The SDB comprises of distribution ratios (R_d) obtained from batch sorption type measurements made on dispersed systems. It is not intrinsically evident that these values are valid for compacted systems as required in the performance assessment. Arguments justifying this Lab to Field transformation are presented in a separate report and the main conclusions are summarised here.

Finally, an attempt is made to assess the uncertainties associated with the selected distribution ratios in the SDB.

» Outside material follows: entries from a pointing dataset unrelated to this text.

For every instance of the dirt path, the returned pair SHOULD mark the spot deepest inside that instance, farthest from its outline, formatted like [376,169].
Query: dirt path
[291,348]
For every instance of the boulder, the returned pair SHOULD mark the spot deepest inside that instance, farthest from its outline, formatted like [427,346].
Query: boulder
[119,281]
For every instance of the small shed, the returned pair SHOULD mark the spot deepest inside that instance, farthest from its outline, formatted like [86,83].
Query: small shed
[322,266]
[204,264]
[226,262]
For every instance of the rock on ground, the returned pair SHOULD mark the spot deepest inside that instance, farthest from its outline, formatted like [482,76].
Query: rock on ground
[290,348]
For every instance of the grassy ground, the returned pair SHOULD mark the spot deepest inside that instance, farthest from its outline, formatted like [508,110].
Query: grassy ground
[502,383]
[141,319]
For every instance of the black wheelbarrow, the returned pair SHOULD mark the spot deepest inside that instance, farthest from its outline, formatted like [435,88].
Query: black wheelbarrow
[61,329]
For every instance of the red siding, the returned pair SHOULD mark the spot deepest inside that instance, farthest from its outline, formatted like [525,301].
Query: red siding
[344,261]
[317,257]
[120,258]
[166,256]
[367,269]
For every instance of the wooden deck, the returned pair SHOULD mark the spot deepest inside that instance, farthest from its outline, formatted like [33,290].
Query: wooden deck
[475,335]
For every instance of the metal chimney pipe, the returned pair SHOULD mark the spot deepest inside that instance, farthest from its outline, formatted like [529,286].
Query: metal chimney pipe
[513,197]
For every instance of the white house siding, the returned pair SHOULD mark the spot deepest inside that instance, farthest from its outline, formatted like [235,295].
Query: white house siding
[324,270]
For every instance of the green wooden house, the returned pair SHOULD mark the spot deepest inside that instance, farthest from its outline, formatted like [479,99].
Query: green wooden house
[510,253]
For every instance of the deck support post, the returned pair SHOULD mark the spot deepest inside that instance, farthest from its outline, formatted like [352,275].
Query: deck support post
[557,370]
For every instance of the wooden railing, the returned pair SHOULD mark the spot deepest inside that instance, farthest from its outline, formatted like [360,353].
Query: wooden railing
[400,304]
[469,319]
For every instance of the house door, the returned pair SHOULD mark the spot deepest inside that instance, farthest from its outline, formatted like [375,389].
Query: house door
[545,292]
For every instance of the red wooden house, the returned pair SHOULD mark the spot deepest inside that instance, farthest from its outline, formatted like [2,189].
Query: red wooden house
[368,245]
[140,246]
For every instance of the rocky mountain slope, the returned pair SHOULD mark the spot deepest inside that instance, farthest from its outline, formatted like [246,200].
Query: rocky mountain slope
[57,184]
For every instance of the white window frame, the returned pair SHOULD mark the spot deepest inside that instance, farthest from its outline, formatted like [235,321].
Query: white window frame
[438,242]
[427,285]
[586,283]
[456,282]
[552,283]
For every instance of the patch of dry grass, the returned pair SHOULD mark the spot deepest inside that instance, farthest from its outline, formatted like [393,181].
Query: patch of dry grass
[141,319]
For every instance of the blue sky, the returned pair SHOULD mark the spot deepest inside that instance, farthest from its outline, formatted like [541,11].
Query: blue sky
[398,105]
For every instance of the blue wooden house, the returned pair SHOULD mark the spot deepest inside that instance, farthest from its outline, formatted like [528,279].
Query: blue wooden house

Nagra is considering a scenario where oxidising conditions exist in the near-field of the compacted bentonite surrounding spent fuel. In such a case the MX-80 porewater is considered to have the same composition as that in the reference case (pH = 7.25), but with a redox potential (Eh) of +635 mV. Tc, Se, U, Np and Pu have been identified as the only safety relevant radionuclides which will have redox states different from those in the reference reducing case. Sorption values for the above radionuclides are presented in the Appendix.